Where the issue has been presented, such policy provisions have been upheld. Jensen v. American Family Mut. Ins. Co., 683 P.2d 1212 (Colo. App. 1984); Morris v. Aetna Life Ins. Co., 160 Ga.App. 484, 287 S.E.2d 388 (1981). In Jensen the plaintiffs, a husband and wife, brought suit against the defendant insurance company, alleging that the insurer "had willfully and wantonly refused to pay" PIP benefits for personal injuries sustained by the wife in two automobile accidents. 683 P.2d at 1213. On appeal from a jury verdict in favor of the insurer, they contended that a policy provision conditioning payment of benefits upon examination "by physicians selected by the company, when and as often as the company may reasonably require," was an impermissible restriction on the coverage specified by Colorado's no-fault statute. The Colorado court disagreed and held that the provision at issue did not conflict with the basic purpose of the No-Fault Act, which is "to avoid inadequate compensation to victims of automobile accidents." Id.

Similarly, the court in Morris concluded that a medical examination provision in an automobile liability policy did not violate Georgia's no-fault statute. The plaintiff there, an additional insured under his mother's policy, sued the defendant insurer for failure to pay PIP benefits allegedly due. On appeal from the trial court's entry of summary judgment for the insurer, he contended that because the statute authorizing PIP coverage did not expressly mention an insurer's right to request a medical examination in investigating such claims, the insurer had no right to require such an examination. Noting that such a conclusion by the court "would at least tend to ignore the possibility of the exercise of potential fraud," the Georgia appellate court rejected the appellant's argument, stating, "It hardly can be argued that an insurer cannot investigate what reasonably appears to be a questionable claim simply because the underlying statute authorizing the coverage does not mention such investigative rights." 287 S.E.2d at 390. Accordingly, the court held that the insurer's right to require a medical examination was neither a limitation on an insured's right to collect PIP benefits, nor a violation of public policy or of the Georgia no-fault statute.

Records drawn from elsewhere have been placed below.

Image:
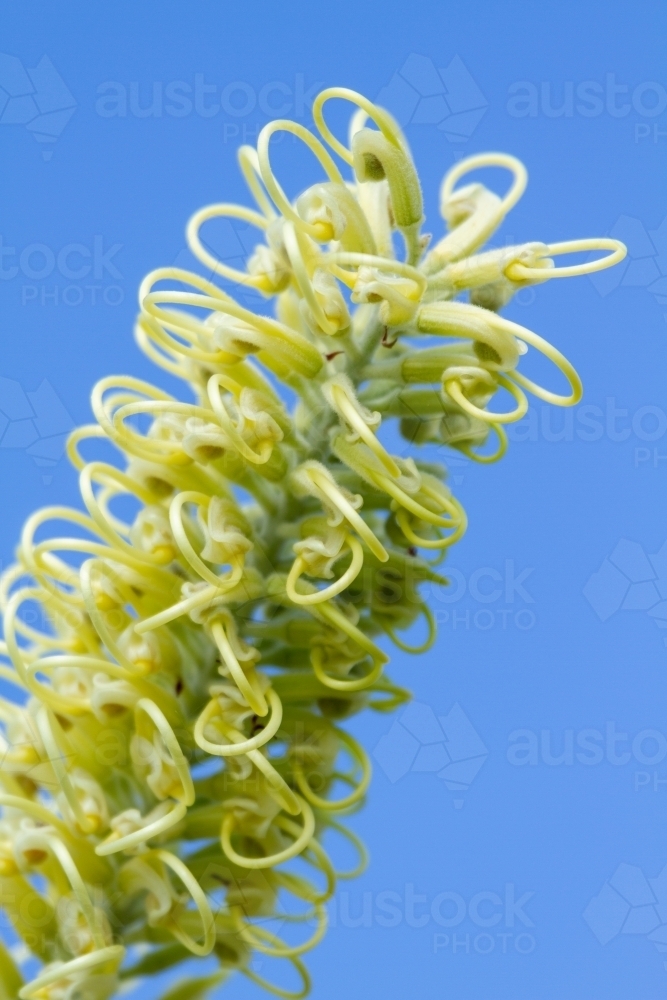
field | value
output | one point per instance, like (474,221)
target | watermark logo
(420,94)
(590,99)
(630,580)
(645,265)
(37,98)
(447,746)
(629,903)
(77,273)
(36,422)
(481,923)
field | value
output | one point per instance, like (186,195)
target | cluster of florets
(187,649)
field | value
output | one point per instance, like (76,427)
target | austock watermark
(591,746)
(630,903)
(480,923)
(642,428)
(37,99)
(35,421)
(641,102)
(630,579)
(645,266)
(421,742)
(70,274)
(448,98)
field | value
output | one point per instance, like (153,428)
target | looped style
(184,650)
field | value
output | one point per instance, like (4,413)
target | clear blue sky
(534,881)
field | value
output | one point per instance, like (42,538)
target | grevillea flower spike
(186,650)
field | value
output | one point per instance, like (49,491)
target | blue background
(557,507)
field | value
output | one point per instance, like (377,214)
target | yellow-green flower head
(183,672)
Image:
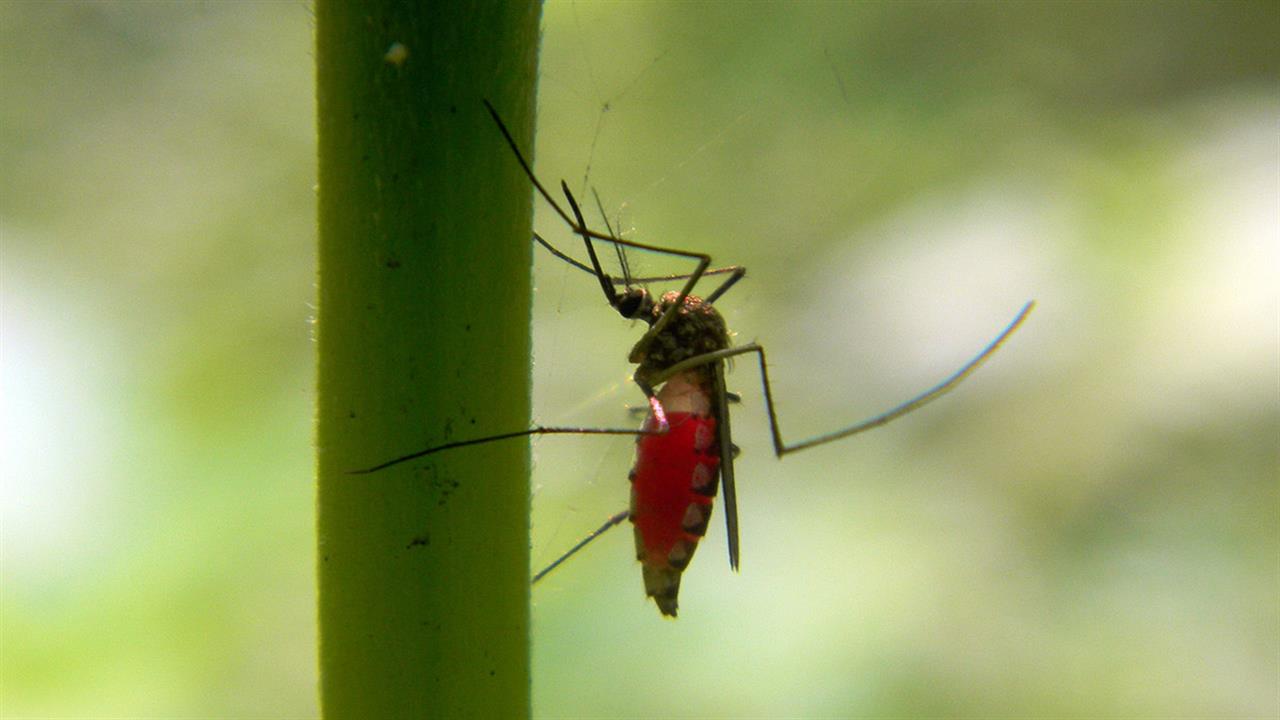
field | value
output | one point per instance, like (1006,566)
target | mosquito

In summary, we find nothing in Maryland's no-fault statute that would render unenforceable the State Farm policy provision at issue in this case. State Farm therefore had a contractual right to deny the appellant's claim for PIP benefits based on her failure to comply with the condition precedent that she submit to a medical examination by a physician of State Farm's choice. Cf. Government Employees Ins. Co. v. Harvey, 278 Md. 548, 554, 366 A.2d 13 (1976). In view of our holding that the State Farm policy provision was valid and enforceable, the appellant's argument that State Farm breached a duty of good faith in handling her claim (i.e., Count II of her complaint) is rendered moot.




1. Even if the court in Kentucky Farm Bureau had addressed the issue that is before us, a contrary result would not have influenced our decision, since Kentucky, unlike Maryland, has created by statute a presumption that medical bills submitted in support of a claim for reparation benefits are reasonable. Ky.Rev.Stat. § 304.39-020(5)(a) (1981 Repl.Vol.). Kentucky also provides by statute that an insurer may petition a court to have an insured submit to a medical examination. Id. § 304.39-270.